Ekain a connu son grand-père à Lannemezan. Il raconte aussi ses premières visites. Elles remontent à quand il était “dans le ventre de [sa] mère”. Maintenant, Ekain a 9 ans. Le regard vif, ses mots échappent à l’innocence. “J’essayais toujours de prendre les clés aux policiers pour essayer de libérer aitatxi. Maintenant, je fais attention parce qu’ils n’aiment pas trop cela. Je suis content d’aller le voir. Mais j’aime pas me lever tôt pour faire la route. Là bas, je joue à des jeux avec Aitatxi, mais pas aux jeux vidéo ou électroniques parce que c’est interdit.”

“Tellement d’années sont passées”, remarque sa mère. On a connu des changements”. En cette soirée de fêtes de village, elle se rappelle notamment du soutien montré à Xistor. “Avant, on faisait des rassemblements, des repas de soutien…” Cette année, rien n’est prévu. Joana remarque que lorsque les prisonniers sont jeunes, les soutiens sont plus présents que pour ceux qui sont entrés en prison à un âge avancé. Pour eux, “tout est différent” : les proches vieillissent en même temps que les détenus. Les amis de jeunesse s’éparpillent avec le temps.

Pour la famille en revanche, c’est devenu un quotidien. “Cela fait 20 ans que mon père se trouve à Lannemezan. La prison fait partie de la vie de tous les jours. Pour lui comme pour nous. Tout le monde nous connaît,” remarque Joana. “Même le directeur de la prison de Lannemezan s’est montré favorable à la libération conditionelle de Xistor”, rappelle sa mère, Kattin. A son tour, Ekain raconte la prison et les échanges avec son grand-père. “Il me dit qu’il veut faire beaucoup de choses, du surf, des cabanes dans les bois…” Fier, il veut lui transmettre un bertsu. Car tout comme lui, son grand-père en est amateur.

L’absence de date de sortie

“Ekain aimerait beaucoup que son grand-père sorte ce 5 juillet, mais je lui explique, qu’il n’y a pas de date”, explique leur mère. “Il pourrait sortir en 2020, ou en 2030... On ne peut pas le savoir.” Pour Xistor comme pour la famille, l’absence de date de sortie rend la situation particulièrement pesante. La famille ne peut rien projeter, préparer ni prévoir. “Pour quand ?”, demande encore Joana. Or, ce temps de préparation est nécessaire, ne serait-ce que psychologiquement. Car en 30 ans, le monde autour a changé, les années passent et le temps presse.

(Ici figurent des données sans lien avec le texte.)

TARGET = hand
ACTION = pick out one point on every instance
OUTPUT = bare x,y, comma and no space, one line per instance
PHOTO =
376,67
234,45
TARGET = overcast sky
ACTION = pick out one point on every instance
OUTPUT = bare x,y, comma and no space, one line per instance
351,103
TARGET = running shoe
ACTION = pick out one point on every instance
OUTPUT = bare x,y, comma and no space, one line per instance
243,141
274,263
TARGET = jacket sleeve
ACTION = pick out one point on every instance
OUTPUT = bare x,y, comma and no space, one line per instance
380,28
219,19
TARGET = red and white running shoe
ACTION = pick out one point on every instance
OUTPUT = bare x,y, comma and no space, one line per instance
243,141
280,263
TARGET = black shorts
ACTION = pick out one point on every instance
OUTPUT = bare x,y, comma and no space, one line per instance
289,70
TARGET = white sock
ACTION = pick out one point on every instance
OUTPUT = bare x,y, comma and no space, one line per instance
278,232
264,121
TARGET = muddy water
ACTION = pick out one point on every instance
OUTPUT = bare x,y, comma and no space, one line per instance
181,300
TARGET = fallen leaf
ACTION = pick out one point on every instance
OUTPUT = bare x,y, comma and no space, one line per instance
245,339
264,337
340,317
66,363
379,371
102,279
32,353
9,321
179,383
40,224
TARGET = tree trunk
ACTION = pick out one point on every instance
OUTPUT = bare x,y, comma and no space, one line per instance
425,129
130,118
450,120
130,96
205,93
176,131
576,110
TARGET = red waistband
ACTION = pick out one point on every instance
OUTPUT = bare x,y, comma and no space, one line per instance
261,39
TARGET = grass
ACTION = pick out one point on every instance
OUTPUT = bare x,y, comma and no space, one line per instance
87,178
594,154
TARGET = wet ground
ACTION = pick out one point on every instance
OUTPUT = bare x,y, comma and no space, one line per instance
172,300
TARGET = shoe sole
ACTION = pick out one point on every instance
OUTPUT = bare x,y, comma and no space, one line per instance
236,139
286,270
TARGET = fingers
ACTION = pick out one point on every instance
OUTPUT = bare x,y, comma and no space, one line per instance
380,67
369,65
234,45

D’après la fille de Xistor : “maintenant, la France doit décider entre une condamnation à mort – car à 65 ans avec 30 ans en prison sans perspective de sortie, au bout d’un moment, c’est de cela qu’il s’agit, – et la libération conditionnelle”. L’image qu’elle évoque est sans équivoque : “Il y a 30 ans nous sommes entrés dans un tunnel. Pour le moment on n’en voit pas la fin, parce qu’on n’aperçoit aucune lumière qui indique la sortie”. Vendredi, la décision concernant la libération sera un indicateur du chemin qui reste à tracer.